Archive for September, 2013

A Brain Is For Eating. Duh.

Posted in Zombies with tags , , , , , on September 30, 2013 by Drinkin' & Drive-in

A Brain Is For Eating

A book that teaches kids – zombie or not – how to eat brains. Oh, how I wish I had this book as a kid. I spent my entire youth choking down “vegetables” when I could’ve had a juicy noggin as the most important meal of the day.

A Brain Is For Eating, written by Dan and Amelia Jacobs (what are the odds they have the same last name?) and illustrated by Scott Brundage, could end up being THE coffee table book of the year. Or, if you’re one of those annoying tech gadget freaks, THE e-book of the year.

A Brain Is For Eating

40 pages of brilliance that shows zombie kids how to find and savor their next meal. Example: “Though brains is our diet, let’s not waste a sliver, enjoy heart, spleen and lungs, both kidneys and liver.” The only thing cool I ate as a kid was anything buried in sugar. I’ve wasted my life.

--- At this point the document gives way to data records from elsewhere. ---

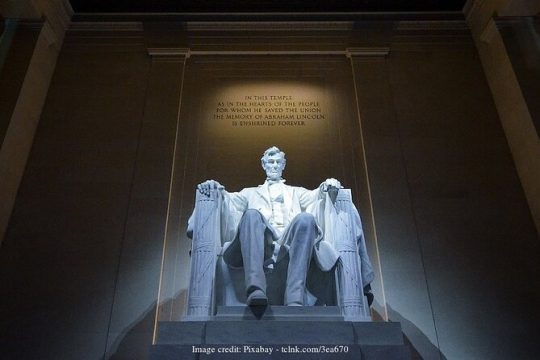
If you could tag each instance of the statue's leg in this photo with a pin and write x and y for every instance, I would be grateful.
(251, 236)
(302, 234)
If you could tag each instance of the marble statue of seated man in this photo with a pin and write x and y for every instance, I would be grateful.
(263, 224)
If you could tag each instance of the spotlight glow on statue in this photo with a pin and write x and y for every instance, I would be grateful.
(272, 220)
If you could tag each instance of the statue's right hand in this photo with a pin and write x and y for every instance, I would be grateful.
(208, 185)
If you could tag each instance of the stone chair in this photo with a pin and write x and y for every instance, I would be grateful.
(213, 283)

So yeah, you need to own this book. Click HERE to get a copy, which ranges in price from $19.99 for hardcover and $9.99 for your iPad™ or Kindle™, whatever those are.

Revolving Door Future

Posted in Fantasy, Science Fiction with tags , , , , , on September 28, 2013 by Drinkin' & Drive-in

Franklyn

In the 2009 sci-fi stunner Franklyn, there exists several parallel cities – one in the present and one in the future – with inter-connecting heavy metal dramas happening in each at the same time.

Franklyn

This scenario totally messes with your head. Especially when one minute you’re watching a masked vigilante in Meanwhile City – a place that looks like a steampunk version of London, doing battle with The Nemesis – then the next you’re seeing a present day suicidal art student looking to create the ultimate art project, and another heartbroken dude who really needs to get over his ex. (She’s gone man, deal with it.)

Franklyn

The head-twisting surrealism blends the story lines together and brings them back in the final scene so artfully, you’ll slap your own face as if to say “Wow!”

Franklyn

Yeah, it’ll be confusing for a while, but the pay-off is as sweet as sci-fi Sweet ’n Low™.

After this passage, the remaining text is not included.